There are several levels of defense with antioxidants that help to protect the body and the skin. The first line of defense is prevention - which works to suppress free radicals from forming in the first place. The second line of defense is scavenging - those antioxidants that work to scavenge free radicals that already exist. The third line of defense is repairing skin cells that have been attacked. This is usually done at the DNA level. Finally, there is what is known as adaptation, where the body recognizes the free radicals and actually sends the antioxidants to the right place to do their work.
Now that you have some background on how free radicals impact your skin cells and how antioxidants work to take on those damaging free radicals, it’s time to discuss how antioxidants take on the aging process itself. And it’s not only antioxidant properties in mushrooms that do this work; they also contain polysaccharides that work to bolster a healthy skin structure.
From the time we’re born, our bodies work to fight off the aging process. But scientists have found that by reducing free radicals in the body and minimizing their role has the potential to delay aging. This is evident by seeing what photoaging does to the skin.
Because your skin cells are exposed to UV rays from the sun, along with other environmental toxins, free radicals tend to damage your facial skin cells first. This shows as fine lines and wrinkles, age spots, and sagging skin even if you’re in your 20’s or 30’s.
Antioxidants work to not only stem this damage to your skin’s DNA and other cellular components, they work to actually reverse it. This is accomplished by restoring collagen and elastin production, which gives the skin back its youthful appearance and elasticity. This is different from damage caused to skin cells due to advancing age, which can be helped but not eliminated.
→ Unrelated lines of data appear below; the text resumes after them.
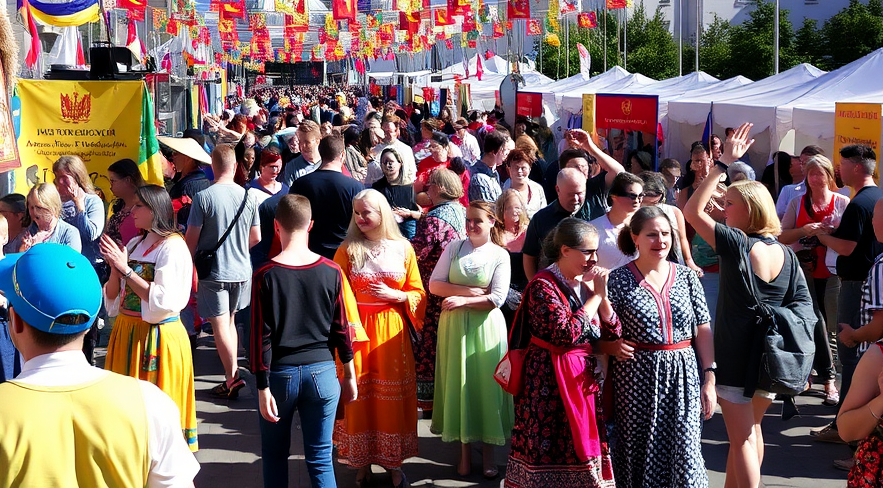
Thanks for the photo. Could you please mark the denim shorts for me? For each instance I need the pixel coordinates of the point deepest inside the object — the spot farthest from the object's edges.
(735, 394)
(217, 298)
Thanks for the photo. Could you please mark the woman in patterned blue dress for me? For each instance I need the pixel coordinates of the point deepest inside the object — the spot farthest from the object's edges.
(659, 397)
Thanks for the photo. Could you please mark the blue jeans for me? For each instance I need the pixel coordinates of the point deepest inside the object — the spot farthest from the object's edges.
(313, 391)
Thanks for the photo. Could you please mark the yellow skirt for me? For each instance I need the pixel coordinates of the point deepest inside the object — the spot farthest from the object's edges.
(162, 357)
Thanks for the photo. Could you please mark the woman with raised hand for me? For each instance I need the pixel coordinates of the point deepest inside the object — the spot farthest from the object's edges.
(381, 426)
(473, 277)
(660, 396)
(749, 234)
(149, 285)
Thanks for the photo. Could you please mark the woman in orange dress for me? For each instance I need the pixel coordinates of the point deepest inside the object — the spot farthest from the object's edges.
(380, 427)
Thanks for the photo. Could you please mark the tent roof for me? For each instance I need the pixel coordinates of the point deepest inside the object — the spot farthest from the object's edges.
(780, 88)
(813, 113)
(572, 101)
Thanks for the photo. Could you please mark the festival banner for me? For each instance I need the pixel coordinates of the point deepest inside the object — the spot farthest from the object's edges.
(627, 112)
(857, 123)
(534, 27)
(344, 9)
(529, 104)
(518, 9)
(99, 121)
(589, 112)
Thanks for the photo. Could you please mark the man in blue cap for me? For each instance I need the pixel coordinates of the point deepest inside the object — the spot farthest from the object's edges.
(62, 421)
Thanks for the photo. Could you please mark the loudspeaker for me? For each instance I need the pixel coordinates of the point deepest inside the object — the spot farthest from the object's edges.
(105, 59)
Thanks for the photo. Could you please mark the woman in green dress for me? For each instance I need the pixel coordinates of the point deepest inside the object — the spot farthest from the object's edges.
(473, 275)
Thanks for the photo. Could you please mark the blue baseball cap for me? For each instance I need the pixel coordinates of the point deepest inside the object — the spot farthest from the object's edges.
(48, 282)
Many studies have been conducted as to whether oral supplementation is superior to topical application of vitamin B1 and B2. What scientists have found is that a very low percentage, often only 1% of orally administered B vitamin supplements actually reach the skin. The body’s other organs absorb the vitamin before it makes to the skin cells.
The main thing to remember is that B vitamins are not very effective as stand-alone topical agents, but work synergistically with other ingredients and skincare product formulations because they are compatible and stable with other topical compounds, and are able to easily penetrate the skin’s outer layers.
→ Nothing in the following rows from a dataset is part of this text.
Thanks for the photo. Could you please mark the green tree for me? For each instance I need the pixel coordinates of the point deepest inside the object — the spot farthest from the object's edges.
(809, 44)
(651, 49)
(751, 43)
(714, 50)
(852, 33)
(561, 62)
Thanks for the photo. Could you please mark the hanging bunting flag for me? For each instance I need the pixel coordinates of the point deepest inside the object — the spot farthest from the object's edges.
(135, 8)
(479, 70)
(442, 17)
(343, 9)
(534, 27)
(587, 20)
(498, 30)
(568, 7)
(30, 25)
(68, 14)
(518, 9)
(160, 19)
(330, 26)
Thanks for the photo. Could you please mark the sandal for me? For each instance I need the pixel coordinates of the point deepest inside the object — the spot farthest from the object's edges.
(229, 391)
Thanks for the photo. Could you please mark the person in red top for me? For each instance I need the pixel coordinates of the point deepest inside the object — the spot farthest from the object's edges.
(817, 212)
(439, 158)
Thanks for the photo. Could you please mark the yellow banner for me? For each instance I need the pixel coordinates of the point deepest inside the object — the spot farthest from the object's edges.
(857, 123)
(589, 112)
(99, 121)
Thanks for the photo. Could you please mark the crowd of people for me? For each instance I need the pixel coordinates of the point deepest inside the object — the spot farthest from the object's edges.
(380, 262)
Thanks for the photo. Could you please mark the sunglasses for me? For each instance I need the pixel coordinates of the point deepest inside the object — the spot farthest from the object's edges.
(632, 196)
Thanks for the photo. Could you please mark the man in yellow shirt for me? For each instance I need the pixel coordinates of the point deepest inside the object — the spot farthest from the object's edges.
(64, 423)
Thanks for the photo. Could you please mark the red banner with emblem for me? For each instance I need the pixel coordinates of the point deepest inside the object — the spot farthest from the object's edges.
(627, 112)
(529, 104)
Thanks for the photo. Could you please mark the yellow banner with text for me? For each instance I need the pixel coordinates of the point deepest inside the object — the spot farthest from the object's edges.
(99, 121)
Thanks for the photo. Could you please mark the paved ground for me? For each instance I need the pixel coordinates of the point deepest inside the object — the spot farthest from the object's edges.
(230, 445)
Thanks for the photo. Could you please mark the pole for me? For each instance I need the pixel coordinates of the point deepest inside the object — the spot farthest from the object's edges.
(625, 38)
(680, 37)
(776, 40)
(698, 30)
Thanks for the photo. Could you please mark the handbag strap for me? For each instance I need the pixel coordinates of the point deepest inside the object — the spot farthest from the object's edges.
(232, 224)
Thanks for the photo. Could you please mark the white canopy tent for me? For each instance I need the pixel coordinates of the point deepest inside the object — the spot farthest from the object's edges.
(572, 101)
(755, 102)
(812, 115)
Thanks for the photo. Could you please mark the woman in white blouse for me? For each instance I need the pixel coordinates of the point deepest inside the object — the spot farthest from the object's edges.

Putting the antioxidant powers of products containing mushrooms to work on your skin is a process that requires time and some regular routines on your part. As with most skincare, applying these products on a daily basis produces the best results, and while it may take a little time to see the results, you will be pleasantly surprised when they work their magic. Many people use products with mushroom ingredients as nighttime masks to let the product’s healing properties work while they sleep.
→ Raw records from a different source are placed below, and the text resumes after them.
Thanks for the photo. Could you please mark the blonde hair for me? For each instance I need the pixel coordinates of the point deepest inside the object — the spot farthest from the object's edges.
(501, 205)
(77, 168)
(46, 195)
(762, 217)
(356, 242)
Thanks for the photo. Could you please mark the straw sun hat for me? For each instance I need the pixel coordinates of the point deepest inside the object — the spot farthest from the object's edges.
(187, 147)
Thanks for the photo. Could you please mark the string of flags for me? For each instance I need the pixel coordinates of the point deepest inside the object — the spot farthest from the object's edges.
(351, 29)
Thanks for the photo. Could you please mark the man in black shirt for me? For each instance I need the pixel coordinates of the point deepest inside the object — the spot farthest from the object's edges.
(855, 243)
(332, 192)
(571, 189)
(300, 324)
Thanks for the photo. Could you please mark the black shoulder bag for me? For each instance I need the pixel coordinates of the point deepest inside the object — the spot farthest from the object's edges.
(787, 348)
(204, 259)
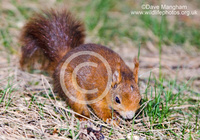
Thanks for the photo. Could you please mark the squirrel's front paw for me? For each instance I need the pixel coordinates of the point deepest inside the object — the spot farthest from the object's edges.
(114, 122)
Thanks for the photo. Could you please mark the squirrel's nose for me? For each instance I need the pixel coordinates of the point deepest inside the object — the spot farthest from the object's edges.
(130, 114)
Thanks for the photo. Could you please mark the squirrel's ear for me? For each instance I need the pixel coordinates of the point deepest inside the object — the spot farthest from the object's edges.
(117, 77)
(135, 70)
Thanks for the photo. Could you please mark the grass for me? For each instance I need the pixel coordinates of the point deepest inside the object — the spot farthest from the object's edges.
(171, 105)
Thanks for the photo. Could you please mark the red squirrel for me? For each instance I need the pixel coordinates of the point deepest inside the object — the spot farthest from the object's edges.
(54, 36)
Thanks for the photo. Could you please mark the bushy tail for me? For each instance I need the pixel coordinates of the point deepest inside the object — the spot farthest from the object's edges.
(47, 37)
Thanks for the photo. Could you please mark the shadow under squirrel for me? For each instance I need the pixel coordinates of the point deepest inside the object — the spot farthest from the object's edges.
(52, 37)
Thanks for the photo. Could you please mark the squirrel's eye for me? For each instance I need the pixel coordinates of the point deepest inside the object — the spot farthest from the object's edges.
(132, 87)
(117, 100)
(115, 86)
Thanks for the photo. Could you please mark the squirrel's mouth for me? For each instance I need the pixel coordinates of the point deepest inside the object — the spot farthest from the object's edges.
(128, 115)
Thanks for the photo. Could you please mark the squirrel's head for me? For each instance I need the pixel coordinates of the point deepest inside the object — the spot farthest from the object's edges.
(125, 94)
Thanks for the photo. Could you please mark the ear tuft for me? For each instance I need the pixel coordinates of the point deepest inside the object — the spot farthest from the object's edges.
(135, 70)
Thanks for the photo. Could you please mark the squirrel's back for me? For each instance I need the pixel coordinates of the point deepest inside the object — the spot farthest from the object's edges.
(50, 36)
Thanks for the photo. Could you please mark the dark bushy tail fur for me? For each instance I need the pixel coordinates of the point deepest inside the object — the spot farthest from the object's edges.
(48, 36)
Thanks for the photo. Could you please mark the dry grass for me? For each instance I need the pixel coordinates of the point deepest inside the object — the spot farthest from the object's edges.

Topical B1 and B2 vitamins are most effective when combined with other key ingredients. Look for skincare formulations that contain hyaluronic acid for extreme skin hydration. Other key ingredients include oils high in vitamins, extracts that help moisturize and have anti-bacterial properties to fight off acne, and soothing ingredients that help moisturize sensitive skin.
Products filled with mushroom extracts could also include ingredients that are rich in vitamin C, like anti-inflammatory butters, and revitalizing green tea extract. Also, squalane offers anti-aging properties and is similar to our bodies’ own natural sebum which helps to balance the skin’s oil production. Using vitamin-packed mushrooms benefit your skin in many different ways, proving the power of fungi.